Depuis sa dernière grande campagne aux Jeux olympiques de Paris l’été dernier, Novak Djokovic peine à retrouver son éclat habituel. Le Serbe, longtemps maître incontesté du circuit, traverse une période de disette inédite : aucun titre à son actif depuis plusieurs mois, des sorties précoces dans des tournois majeurs, et une impression persistante de fragilité.
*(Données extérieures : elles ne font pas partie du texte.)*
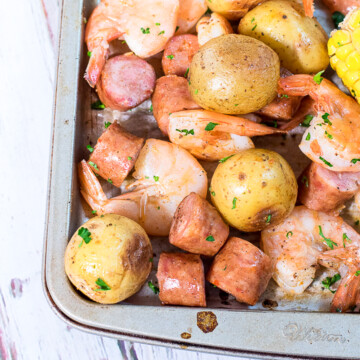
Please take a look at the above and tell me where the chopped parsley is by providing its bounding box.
[321,274,341,294]
[140,28,150,34]
[205,122,219,131]
[300,115,314,127]
[219,154,235,163]
[319,225,337,250]
[231,197,237,210]
[148,280,160,294]
[343,233,352,247]
[89,161,99,170]
[331,11,345,29]
[176,129,194,136]
[301,175,309,187]
[78,227,92,244]
[86,145,94,152]
[95,278,111,291]
[91,100,105,110]
[319,156,334,167]
[314,70,325,85]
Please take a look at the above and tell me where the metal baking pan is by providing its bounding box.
[43,0,360,359]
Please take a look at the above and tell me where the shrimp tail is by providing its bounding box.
[278,74,318,97]
[78,160,108,210]
[303,0,314,17]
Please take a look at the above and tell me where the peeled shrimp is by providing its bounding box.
[85,0,179,87]
[279,75,360,172]
[78,139,207,236]
[261,206,360,294]
[168,110,282,160]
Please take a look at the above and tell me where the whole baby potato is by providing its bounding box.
[189,34,280,114]
[211,149,298,232]
[238,0,329,74]
[65,214,153,304]
[206,0,264,20]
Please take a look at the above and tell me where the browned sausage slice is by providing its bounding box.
[206,237,272,305]
[257,67,302,121]
[88,122,144,187]
[152,75,201,135]
[162,34,199,76]
[169,193,229,256]
[96,54,156,111]
[156,253,206,306]
[298,163,360,212]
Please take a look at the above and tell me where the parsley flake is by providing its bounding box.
[205,122,219,131]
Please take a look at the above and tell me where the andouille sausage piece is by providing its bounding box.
[162,34,199,76]
[257,67,302,121]
[298,162,360,212]
[152,75,201,135]
[206,237,272,305]
[169,193,229,256]
[88,122,144,187]
[156,253,206,306]
[96,53,156,111]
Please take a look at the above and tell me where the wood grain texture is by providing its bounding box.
[0,0,253,360]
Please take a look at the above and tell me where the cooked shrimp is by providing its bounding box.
[196,13,234,46]
[79,139,207,236]
[261,206,360,294]
[176,0,207,35]
[318,245,360,312]
[279,75,360,172]
[322,0,360,15]
[168,110,282,160]
[85,0,179,87]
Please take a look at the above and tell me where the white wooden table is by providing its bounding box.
[0,0,253,360]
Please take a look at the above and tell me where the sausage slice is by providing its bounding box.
[88,122,144,187]
[162,34,199,76]
[156,253,206,306]
[206,237,272,305]
[96,53,156,111]
[298,162,360,212]
[152,75,201,135]
[169,193,229,256]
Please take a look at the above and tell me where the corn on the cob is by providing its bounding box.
[328,8,360,103]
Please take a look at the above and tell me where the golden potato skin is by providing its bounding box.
[65,214,153,304]
[189,34,280,114]
[206,0,264,20]
[238,0,329,74]
[211,149,298,232]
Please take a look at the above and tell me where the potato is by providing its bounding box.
[65,214,153,304]
[238,0,329,74]
[206,0,264,20]
[211,149,298,232]
[189,34,280,114]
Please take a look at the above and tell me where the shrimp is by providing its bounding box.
[176,0,207,35]
[318,245,360,312]
[279,75,360,172]
[78,139,207,236]
[85,0,179,87]
[261,206,360,294]
[168,110,283,160]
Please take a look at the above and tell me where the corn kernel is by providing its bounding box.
[336,44,355,61]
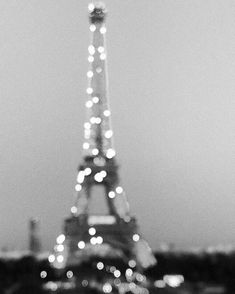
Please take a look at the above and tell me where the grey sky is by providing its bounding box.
[0,0,235,249]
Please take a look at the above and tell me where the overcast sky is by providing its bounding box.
[0,0,235,253]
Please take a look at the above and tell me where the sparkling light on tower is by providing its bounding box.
[49,3,155,293]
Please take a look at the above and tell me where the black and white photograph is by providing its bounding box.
[0,0,235,294]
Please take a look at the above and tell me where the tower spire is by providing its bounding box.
[49,4,155,274]
[83,3,116,159]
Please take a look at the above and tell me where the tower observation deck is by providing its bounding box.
[49,3,155,274]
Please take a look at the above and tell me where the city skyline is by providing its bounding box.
[0,1,235,250]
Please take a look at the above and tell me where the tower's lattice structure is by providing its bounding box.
[49,4,155,274]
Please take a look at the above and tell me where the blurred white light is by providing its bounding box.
[86,100,93,108]
[90,237,96,245]
[88,45,95,55]
[71,206,78,213]
[90,24,96,32]
[66,271,73,279]
[109,266,116,273]
[104,109,111,117]
[96,236,103,245]
[86,87,93,94]
[97,46,104,53]
[82,142,90,149]
[88,3,95,12]
[163,275,184,288]
[100,27,107,34]
[75,184,82,192]
[84,167,92,176]
[77,170,85,184]
[40,271,47,279]
[126,268,133,277]
[106,148,116,159]
[94,173,103,183]
[116,186,123,194]
[132,234,140,242]
[56,234,65,244]
[100,170,107,178]
[48,254,55,262]
[88,228,96,236]
[97,261,104,270]
[108,191,115,198]
[56,244,64,252]
[86,70,94,78]
[56,255,64,263]
[100,53,106,60]
[92,97,100,103]
[103,283,113,293]
[96,117,101,124]
[93,157,105,166]
[91,148,99,155]
[128,259,136,267]
[78,241,86,249]
[90,116,96,124]
[84,130,91,139]
[84,122,91,130]
[104,130,113,139]
[154,280,166,288]
[88,55,94,62]
[96,66,102,73]
[113,270,121,278]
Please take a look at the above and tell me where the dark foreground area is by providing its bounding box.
[0,252,235,294]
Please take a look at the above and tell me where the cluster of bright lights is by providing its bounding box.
[94,170,107,183]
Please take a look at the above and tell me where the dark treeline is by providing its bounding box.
[0,252,235,294]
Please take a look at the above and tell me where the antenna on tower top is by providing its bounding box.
[88,2,107,23]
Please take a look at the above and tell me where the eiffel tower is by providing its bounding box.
[49,3,156,269]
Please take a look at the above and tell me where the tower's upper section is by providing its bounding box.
[83,3,115,159]
[88,2,106,24]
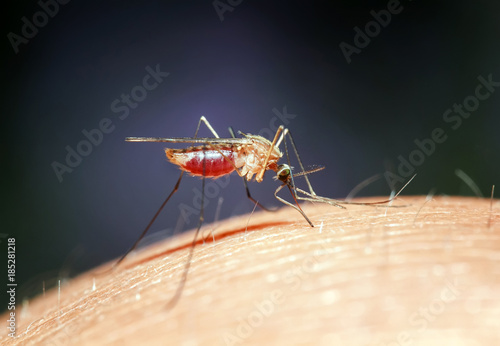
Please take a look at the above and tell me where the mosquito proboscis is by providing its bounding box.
[115,116,413,308]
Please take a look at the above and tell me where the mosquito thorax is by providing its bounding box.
[276,164,290,183]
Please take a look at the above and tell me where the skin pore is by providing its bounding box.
[0,196,500,346]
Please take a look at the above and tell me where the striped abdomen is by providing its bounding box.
[165,147,237,178]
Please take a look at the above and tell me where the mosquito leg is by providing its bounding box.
[283,129,316,195]
[274,184,314,227]
[113,172,184,268]
[167,150,206,310]
[118,116,219,268]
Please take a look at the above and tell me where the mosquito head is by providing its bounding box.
[275,164,291,183]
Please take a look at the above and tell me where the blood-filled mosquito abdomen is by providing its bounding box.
[165,147,235,178]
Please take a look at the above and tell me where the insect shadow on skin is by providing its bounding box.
[111,116,413,309]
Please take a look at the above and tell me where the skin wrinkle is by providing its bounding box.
[0,197,500,345]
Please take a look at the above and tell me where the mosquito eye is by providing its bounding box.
[279,168,290,177]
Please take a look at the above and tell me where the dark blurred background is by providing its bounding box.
[0,0,500,309]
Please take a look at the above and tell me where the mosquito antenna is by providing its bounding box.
[292,166,325,179]
[167,146,206,310]
[255,125,283,183]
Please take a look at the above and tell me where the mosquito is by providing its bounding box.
[118,116,413,308]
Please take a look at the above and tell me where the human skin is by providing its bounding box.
[1,197,500,346]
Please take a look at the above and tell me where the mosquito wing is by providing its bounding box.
[125,137,252,144]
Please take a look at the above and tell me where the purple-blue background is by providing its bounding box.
[0,0,500,302]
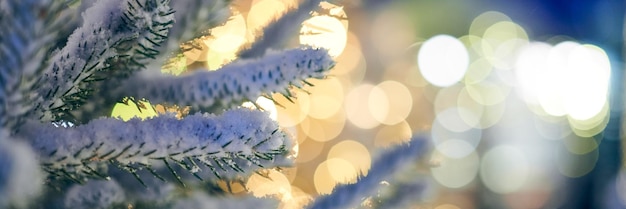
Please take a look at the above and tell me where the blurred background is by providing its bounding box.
[118,0,626,209]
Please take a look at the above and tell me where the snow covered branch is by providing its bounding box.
[18,108,291,183]
[307,137,426,209]
[33,0,173,121]
[111,47,335,111]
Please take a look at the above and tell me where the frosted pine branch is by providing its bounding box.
[19,108,290,183]
[113,47,335,111]
[33,0,173,121]
[239,0,322,59]
[307,137,426,209]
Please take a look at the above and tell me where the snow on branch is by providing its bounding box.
[112,47,335,111]
[33,0,174,121]
[239,0,322,59]
[18,108,291,183]
[307,137,427,209]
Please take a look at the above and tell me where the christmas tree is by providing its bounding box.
[0,0,424,208]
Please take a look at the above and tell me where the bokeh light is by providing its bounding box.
[300,15,348,57]
[417,35,469,87]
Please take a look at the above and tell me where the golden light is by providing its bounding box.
[272,91,311,127]
[369,80,413,125]
[430,145,479,188]
[246,0,287,34]
[327,140,372,177]
[246,169,291,199]
[300,15,348,57]
[300,111,346,142]
[345,84,380,129]
[555,145,599,178]
[417,35,469,87]
[111,101,157,121]
[307,77,344,119]
[374,121,413,147]
[204,11,247,70]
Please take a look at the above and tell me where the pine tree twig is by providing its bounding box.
[239,0,322,59]
[18,108,291,183]
[32,0,173,121]
[110,47,335,112]
[307,137,426,209]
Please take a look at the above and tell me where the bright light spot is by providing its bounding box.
[204,14,247,70]
[313,158,358,194]
[370,80,413,125]
[516,41,611,120]
[296,140,324,163]
[300,15,348,57]
[469,11,511,36]
[241,97,278,121]
[300,111,346,142]
[515,42,552,105]
[327,140,372,176]
[480,145,529,194]
[246,0,287,35]
[374,121,413,147]
[465,81,510,106]
[430,150,479,188]
[564,45,611,120]
[430,112,482,157]
[345,84,380,129]
[307,77,345,119]
[111,101,157,121]
[272,91,311,127]
[417,35,469,87]
[567,103,609,137]
[436,108,472,132]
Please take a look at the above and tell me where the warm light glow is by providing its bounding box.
[480,145,529,194]
[516,41,611,120]
[430,146,479,188]
[369,80,413,125]
[564,45,611,120]
[374,121,413,147]
[417,35,469,87]
[272,91,311,127]
[246,169,291,199]
[246,0,287,35]
[327,140,372,176]
[111,101,157,121]
[307,77,345,119]
[555,145,599,178]
[300,111,346,142]
[345,84,380,129]
[300,15,348,57]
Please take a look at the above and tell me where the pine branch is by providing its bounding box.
[18,108,290,183]
[239,0,321,59]
[307,137,426,209]
[111,47,335,112]
[32,0,173,121]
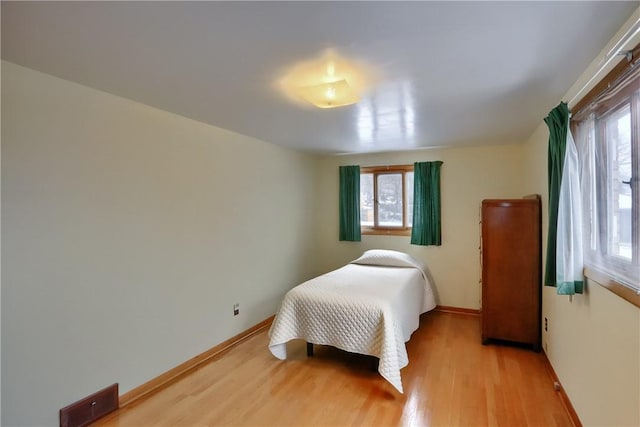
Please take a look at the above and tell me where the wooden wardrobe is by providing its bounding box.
[481,195,542,351]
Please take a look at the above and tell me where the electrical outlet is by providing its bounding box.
[60,383,119,427]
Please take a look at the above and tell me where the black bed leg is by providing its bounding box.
[371,357,380,372]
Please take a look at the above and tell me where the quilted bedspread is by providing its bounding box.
[269,264,435,393]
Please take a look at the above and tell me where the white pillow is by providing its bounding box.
[351,249,424,271]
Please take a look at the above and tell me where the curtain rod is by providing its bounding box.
[568,18,640,107]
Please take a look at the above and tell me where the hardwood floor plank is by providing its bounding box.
[94,312,572,427]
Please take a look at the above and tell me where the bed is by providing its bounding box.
[269,249,436,393]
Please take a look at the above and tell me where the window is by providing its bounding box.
[360,165,413,235]
[571,46,640,305]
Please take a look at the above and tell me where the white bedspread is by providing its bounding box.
[269,264,436,393]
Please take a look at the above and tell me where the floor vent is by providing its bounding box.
[60,384,118,427]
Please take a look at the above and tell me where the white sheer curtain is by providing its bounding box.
[575,113,640,290]
[556,121,584,295]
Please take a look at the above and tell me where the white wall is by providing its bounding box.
[2,62,316,426]
[523,122,640,426]
[316,145,524,309]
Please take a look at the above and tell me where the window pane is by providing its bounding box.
[404,172,413,227]
[378,173,402,227]
[605,105,632,260]
[360,173,373,227]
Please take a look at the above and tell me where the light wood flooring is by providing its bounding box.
[95,312,572,427]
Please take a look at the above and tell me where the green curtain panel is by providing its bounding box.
[339,166,361,242]
[411,161,442,246]
[544,102,584,295]
[544,102,569,286]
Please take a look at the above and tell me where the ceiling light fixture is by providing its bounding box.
[299,79,360,108]
[278,50,377,109]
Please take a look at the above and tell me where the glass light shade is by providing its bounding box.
[298,79,360,108]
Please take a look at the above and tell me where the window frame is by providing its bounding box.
[360,165,413,236]
[571,45,640,307]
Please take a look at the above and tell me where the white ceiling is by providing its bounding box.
[1,1,638,153]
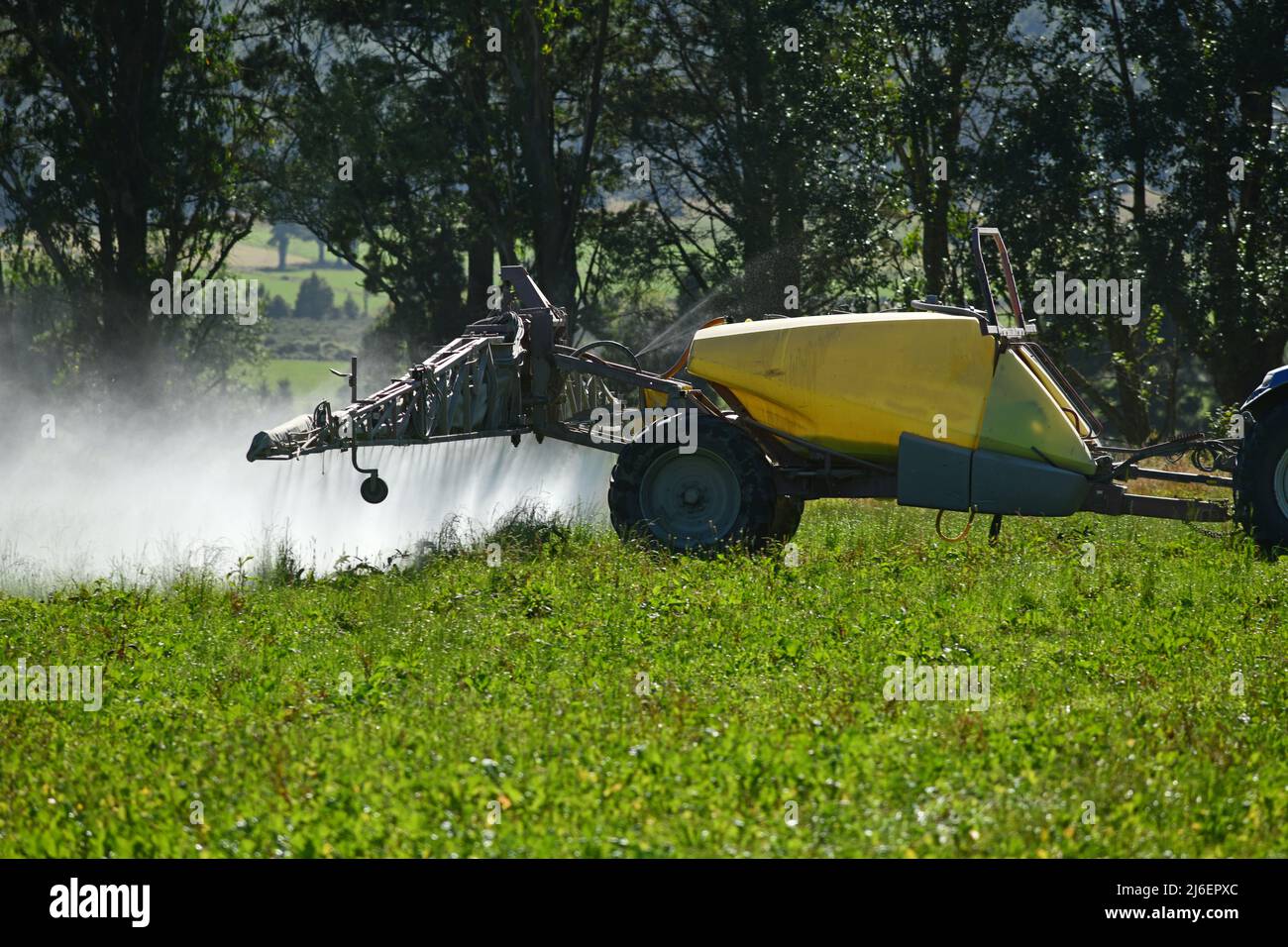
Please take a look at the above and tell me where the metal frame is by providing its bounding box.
[248,236,1239,535]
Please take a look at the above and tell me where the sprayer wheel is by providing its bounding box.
[1234,404,1288,553]
[608,415,777,553]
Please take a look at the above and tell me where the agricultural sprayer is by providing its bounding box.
[246,228,1288,550]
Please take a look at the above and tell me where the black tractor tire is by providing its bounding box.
[1234,403,1288,553]
[608,415,778,553]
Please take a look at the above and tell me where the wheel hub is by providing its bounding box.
[640,449,742,548]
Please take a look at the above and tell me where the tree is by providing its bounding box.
[295,273,335,320]
[0,0,271,394]
[628,0,886,322]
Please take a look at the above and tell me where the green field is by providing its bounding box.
[240,359,349,401]
[0,501,1288,857]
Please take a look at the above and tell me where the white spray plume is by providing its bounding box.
[0,401,614,594]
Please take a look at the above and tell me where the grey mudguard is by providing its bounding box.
[896,433,974,510]
[970,451,1091,517]
[897,433,1091,517]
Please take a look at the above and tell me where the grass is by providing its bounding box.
[0,501,1288,857]
[231,359,349,402]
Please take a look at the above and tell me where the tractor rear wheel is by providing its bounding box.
[608,415,778,553]
[1235,403,1288,552]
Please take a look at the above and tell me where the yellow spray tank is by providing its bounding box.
[688,312,1096,474]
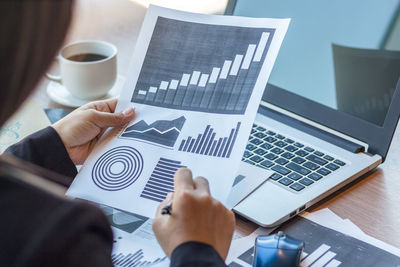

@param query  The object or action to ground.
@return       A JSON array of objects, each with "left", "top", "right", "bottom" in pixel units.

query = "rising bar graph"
[
  {"left": 111, "top": 249, "right": 167, "bottom": 267},
  {"left": 140, "top": 158, "right": 185, "bottom": 202},
  {"left": 178, "top": 122, "right": 241, "bottom": 158},
  {"left": 132, "top": 17, "right": 274, "bottom": 115}
]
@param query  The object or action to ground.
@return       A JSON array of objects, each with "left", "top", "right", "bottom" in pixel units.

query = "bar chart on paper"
[
  {"left": 111, "top": 249, "right": 167, "bottom": 267},
  {"left": 140, "top": 158, "right": 185, "bottom": 202},
  {"left": 132, "top": 17, "right": 274, "bottom": 114},
  {"left": 178, "top": 122, "right": 241, "bottom": 158}
]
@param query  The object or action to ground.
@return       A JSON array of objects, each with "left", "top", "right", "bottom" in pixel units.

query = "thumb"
[{"left": 91, "top": 108, "right": 135, "bottom": 128}]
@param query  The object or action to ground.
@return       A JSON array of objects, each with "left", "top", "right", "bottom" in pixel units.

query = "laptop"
[{"left": 226, "top": 0, "right": 400, "bottom": 227}]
Face à cette baisse de régime, les observateurs — spécialistes comme fans — s’interrogent ouvertement : assiste-t-on aux derniers chapitres de l’immense carrière du « Djoker » ? À 37 ans, celui qui a dominé une génération entière semble aujourd’hui rattrapé par le poids du temps, dans un circuit de plus en plus jeune et impitoyable.
Nole veut continuer à y croire
Alors qu'il s’apprête à jouer au masters de Rome, sa dernière chance de mettre des matchs à son compteur avant Roland-Garros, l'homme aux 24 titres du Grand Chelem compte bien se pousser aux limites et décline pour l'instant le fait de parler de retraite : " Évidemment, il m’est plus difficile aujourd’hui d’obtenir les résultats que j’avais l’habitude d’atteindre lorsque j’étais à mon meilleur niveau. Cela ne signifie pas que je ne pourrai jamais y parvenir à nouveau, mais cette grandeur prend une autre forme, car on change en tant que personne — chaque année, chaque mois, chaque semaine. Le tennis est un sport dans lequel il faut cultiver une mentalité où rien n’est jamais suffisant. Une fois que cela devient suffisant, alors il est temps de poser la raquette. Et moi, je... je ne ressens pas encore que ce soit suffisant pour moi. " a-t-il expliqué en conférence dans la capitale Italienne.